Reading Birth and Death is a cornucopia of historical detail, taking the reader step by step through texts that paint a picture of birthing in history (the author focuses on Ireland) at the same time as it reveals the struggle over which knowledge will dominate. The book is explicitly a Foucauldian analysis - it shows that obstetric knowledge (like all knowledge) is a social construction, and that the relation between theory and evidence and between knowledge and its acceptance is neither static nor determined by epistemic norms alone. Obstetric science has a normalising thrust; and its subjects are constructed to be complicitous. Challenging the hegemony of the scientific approach, therefore, requires a revision of female subjectivity.This is not enough, however. Subjects exist in contexts which constrain the possibility of agency. For women to enjoy increased agency around birthing we need a critical engagement with the dominant discourses of obstetrics, an opportunity to redefine the key notions of 'risk'and 'norm', to embrace birthing technologies, where desired, on our own terms. This action and this talk amounts to the politicising of birth. As the author concludes, "If we re-position ourselves on the issue of no guaranteed outcomes, if we accept that there cannot be complete scientific knowledge but that we are valuable contributors to multiple knowledges, we can break up the power relations which maintain this closed discourse on risk and death." (263).

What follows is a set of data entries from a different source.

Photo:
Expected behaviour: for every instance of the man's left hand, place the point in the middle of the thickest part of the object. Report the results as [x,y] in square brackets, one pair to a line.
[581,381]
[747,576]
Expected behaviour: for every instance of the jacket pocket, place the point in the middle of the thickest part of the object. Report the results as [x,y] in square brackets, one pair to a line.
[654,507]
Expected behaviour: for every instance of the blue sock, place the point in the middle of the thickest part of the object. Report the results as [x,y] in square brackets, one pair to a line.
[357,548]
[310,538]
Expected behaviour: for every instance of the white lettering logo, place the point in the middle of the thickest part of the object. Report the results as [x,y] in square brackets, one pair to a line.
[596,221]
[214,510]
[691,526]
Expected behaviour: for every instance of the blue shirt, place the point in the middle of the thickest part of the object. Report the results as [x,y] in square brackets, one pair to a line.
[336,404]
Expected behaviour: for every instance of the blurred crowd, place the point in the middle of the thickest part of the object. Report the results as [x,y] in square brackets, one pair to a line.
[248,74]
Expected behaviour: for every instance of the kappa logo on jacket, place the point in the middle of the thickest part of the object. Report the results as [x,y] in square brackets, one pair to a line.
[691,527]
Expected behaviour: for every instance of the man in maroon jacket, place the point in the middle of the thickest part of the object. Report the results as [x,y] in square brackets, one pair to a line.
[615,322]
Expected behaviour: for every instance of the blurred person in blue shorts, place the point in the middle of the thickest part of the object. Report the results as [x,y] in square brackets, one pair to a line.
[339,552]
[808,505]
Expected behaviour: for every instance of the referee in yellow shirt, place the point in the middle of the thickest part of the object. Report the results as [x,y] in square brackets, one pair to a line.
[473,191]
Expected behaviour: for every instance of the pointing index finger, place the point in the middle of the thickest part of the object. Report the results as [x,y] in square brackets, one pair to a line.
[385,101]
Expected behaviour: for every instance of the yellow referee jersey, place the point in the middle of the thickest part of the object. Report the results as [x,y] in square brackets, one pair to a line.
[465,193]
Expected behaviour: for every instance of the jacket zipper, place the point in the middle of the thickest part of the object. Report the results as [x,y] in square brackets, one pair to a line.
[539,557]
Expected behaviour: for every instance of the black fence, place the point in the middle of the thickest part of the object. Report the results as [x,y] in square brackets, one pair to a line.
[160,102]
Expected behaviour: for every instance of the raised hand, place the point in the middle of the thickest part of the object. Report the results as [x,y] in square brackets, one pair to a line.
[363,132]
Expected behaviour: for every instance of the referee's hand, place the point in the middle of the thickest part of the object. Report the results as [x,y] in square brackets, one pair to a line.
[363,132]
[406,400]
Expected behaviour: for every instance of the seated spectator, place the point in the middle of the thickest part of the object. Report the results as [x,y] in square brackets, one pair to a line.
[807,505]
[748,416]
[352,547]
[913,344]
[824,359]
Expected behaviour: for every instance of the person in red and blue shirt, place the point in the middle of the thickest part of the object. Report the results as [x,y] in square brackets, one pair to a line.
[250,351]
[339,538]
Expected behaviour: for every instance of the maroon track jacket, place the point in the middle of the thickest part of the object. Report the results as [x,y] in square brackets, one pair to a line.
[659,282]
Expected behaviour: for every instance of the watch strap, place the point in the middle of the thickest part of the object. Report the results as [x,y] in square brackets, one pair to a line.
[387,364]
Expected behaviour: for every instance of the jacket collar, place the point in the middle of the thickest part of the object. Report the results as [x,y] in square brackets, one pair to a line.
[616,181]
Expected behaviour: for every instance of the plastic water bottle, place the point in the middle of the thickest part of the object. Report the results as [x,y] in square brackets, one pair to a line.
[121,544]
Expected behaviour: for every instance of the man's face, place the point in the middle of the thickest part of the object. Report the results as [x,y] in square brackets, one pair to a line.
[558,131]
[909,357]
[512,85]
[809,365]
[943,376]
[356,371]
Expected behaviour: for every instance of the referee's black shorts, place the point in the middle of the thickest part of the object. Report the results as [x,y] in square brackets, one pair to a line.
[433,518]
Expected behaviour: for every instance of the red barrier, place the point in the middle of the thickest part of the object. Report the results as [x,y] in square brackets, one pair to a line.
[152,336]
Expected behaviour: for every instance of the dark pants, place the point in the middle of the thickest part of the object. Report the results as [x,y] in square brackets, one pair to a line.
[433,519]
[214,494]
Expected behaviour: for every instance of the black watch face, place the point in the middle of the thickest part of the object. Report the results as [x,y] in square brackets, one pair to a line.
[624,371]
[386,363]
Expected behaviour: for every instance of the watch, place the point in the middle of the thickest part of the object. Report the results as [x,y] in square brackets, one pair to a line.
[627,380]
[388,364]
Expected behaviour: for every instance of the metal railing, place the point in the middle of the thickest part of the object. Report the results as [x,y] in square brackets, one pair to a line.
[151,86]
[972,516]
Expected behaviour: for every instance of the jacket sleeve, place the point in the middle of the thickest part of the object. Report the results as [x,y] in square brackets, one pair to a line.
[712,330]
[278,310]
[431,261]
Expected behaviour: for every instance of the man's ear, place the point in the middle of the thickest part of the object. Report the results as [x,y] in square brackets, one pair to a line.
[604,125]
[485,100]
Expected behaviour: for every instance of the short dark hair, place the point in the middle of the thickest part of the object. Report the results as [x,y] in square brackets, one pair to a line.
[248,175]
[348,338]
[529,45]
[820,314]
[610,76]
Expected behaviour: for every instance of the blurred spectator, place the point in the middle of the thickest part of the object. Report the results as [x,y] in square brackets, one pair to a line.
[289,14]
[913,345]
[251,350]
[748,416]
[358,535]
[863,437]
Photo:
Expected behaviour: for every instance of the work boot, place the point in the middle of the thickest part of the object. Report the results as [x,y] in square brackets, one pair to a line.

Jo Murphy-Lawless' book is not an easy read, but it offers much to a range of readers. It is a sophisticated history of obstetric medicine in Ireland (a history which doubtless parallels those in other Western countries). It is a provocative sociological analysis, offering another example of the epistemic empire-building Foucauldians have learnt to deconstruct. It is an inspiring feminist read (though chilling in its reporting of the conditions under which so many women have given birth, and the often bloodless narrative descriptions by medical attendants) in uncovering the birthing knowledge of early midwives, many of whose insights have been vindicated. And it is a moving read on a personal level, an opportunity for a backward-directed solidarity amongst birthing and birthed, a reminder, as the author says, that "Birth is a fateful moment, a reproductive moment of consequence that is far more than the static physicality to which obstetrics has reduced it" (262).